Janet Malcolm is the author of The Journalist and the Murderer, a 1990 book that first appeared as a two-part article in the New Yorker in 1989. As I started following the links—whenever I got respite from the tedious house hunt—betrayal and justice were the two themes that resonated clearly and loudly in my ears. “Freud said nothing is coincidence.”

The Journalist and the Murderer opens with this stunning line: “Every journalist who is not too stupid or too full of himself to notice what is going on knows that what he does is morally indefensible. He is a kind of confidence man, preying on people’s vanity, ignorance, or loneliness, gaining their trust and betraying them without remorse. Like the credulous widow who wakes up to find the charming young man and all her savings gone, so the consenting subject of a piece of non-fiction writing learns—when the article or book appears—his hard lesson. Journalists justify their treachery in various ways according to their temperaments. The more pompous talk about freedom of speech and ‘the public’s right to know’; the least talented talk about Art; the seemliest murmur about earning a living.”

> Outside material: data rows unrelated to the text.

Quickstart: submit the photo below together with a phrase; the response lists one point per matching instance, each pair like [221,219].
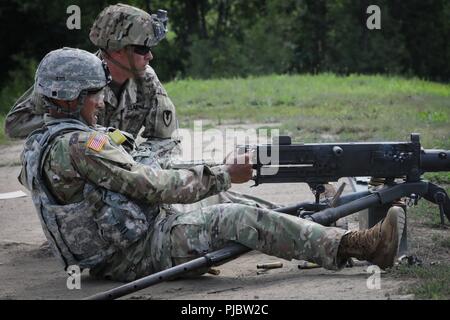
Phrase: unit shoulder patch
[96,141]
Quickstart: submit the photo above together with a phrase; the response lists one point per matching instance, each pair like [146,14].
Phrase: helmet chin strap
[62,110]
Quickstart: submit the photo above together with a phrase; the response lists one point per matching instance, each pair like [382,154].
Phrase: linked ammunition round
[270,265]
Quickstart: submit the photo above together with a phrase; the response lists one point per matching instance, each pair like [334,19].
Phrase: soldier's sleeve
[25,116]
[161,121]
[99,160]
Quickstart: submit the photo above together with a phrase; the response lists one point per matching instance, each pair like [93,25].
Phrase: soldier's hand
[239,168]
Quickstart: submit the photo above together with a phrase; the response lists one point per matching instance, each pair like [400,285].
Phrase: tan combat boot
[379,244]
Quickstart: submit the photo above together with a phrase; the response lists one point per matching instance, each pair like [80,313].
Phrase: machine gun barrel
[432,160]
[320,163]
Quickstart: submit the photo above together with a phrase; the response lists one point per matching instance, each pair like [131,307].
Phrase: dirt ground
[29,271]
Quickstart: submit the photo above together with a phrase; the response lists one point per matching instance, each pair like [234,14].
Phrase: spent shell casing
[270,265]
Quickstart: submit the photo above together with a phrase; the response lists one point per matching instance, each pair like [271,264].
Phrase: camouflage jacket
[139,106]
[93,198]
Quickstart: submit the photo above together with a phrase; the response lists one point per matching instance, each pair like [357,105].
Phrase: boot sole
[388,250]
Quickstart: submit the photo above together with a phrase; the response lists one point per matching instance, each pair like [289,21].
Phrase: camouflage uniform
[143,102]
[102,210]
[133,231]
[149,108]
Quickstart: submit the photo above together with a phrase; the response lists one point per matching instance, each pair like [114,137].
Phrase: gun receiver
[325,162]
[317,164]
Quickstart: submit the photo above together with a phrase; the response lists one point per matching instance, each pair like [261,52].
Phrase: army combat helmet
[121,25]
[68,74]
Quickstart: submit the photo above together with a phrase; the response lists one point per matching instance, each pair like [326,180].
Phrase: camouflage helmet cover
[64,73]
[120,25]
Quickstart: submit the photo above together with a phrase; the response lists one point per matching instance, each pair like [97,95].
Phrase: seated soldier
[104,211]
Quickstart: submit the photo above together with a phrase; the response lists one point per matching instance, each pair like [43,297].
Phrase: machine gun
[317,164]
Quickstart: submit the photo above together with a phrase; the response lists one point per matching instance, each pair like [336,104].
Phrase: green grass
[323,107]
[2,132]
[433,282]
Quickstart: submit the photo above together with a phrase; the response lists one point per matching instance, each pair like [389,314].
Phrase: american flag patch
[96,141]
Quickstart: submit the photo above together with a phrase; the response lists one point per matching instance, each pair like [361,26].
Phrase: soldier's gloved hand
[239,168]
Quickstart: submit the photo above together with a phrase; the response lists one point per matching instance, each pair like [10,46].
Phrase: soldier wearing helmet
[135,98]
[100,209]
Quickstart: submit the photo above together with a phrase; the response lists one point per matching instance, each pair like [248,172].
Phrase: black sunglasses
[141,50]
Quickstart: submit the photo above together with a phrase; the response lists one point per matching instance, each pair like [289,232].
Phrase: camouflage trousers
[181,236]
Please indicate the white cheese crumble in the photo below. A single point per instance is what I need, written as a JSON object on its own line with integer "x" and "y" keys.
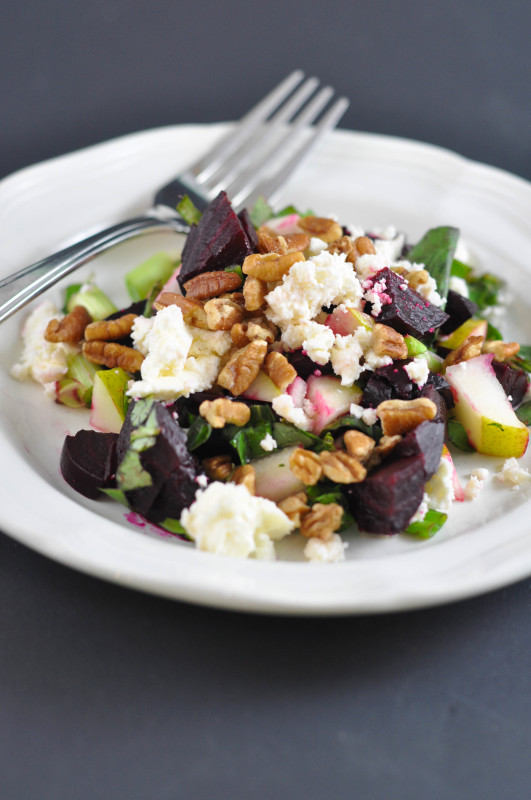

In a February 2000 piece for Salon Craig Seligman did justice to Janet Malcolm just as Janet later did to Salinger in her 2001 essay. Craig was aware of the background as he had worked as a fact checker in the New Yorker under William Shawn, a decade before his Salon piece and had even checked some of the facts for Malcolm’s photography pieces. In his article on Janet Malcolm—and the conflicts she got embroiled in—Craig lays bare a stunning story of the inherent contradictions of narrative as Janet sees it and dissects the work of a virtuoso stylist in Malcolm with a refined and amazing style of his own. Craig has not pulled punches while writing about Malcolm but he has given, for lack of a better metaphor, ‘the devil his due’. He shows with precision and clarity that The Journalist and the Murderer is not an attack or a question mark on the ethics of journalists—Malcolm’s point is ‘the canker that lies at the heart of the rose; the ethical paradox at the core of all journalism.’ Which is, as he proves effectively, the case with Malcolm’s writing about biography, psychoanalysis, and judiciary.

Malcolm was born in pre-World War II Prague and moved with her family to New York in 1939, when she was 5 years old; just in time when anti-Semitism was rising in Europe. Janet’s father, not surprisingly, was a psychiatrist. She is an author of eight books and has been a contributor to The New Yorker since 1963.

“The public pillorying of Janet Malcolm is one of the scandals of American letters. The world of journalism teems with hacks who will go to their graves never having written one sparkling or honest or incisive sentence; why is it Malcolm, a virtuoso stylist and a subtle, exciting thinker, who drives critics into a rage? What journalist of her caliber is as widely disliked or as often accused of bad faith? And why did so few of her colleagues stand up for her during the circus of a libel trial that scarred her career? In the animus toward her there is something almost personal.

Yet I can’t deny that she brings some of it on herself, with the harshness—the mellifluous harshness—of her work. Malcolm is hard on her subjects. As she sees it, being hard on them is her job; ‘putting a person’s feelings above a text’s necessities’ is, in her arid and damning formulation, a ‘journalistic solecism’. Like Sylvia Plath, whose not-niceness she has laid open with surgical skill, she discovered her vocation in not-niceness. Dryden famously noted the ‘vast difference betwixt the slovenly butchering of a man, and the fineness of a stroke that separates the head from the body, and leaves it standing in its place.’ Malcolm’s blade gleams with a razor edge. Her critics tend to go after her with broken bottles,” wrote Craig.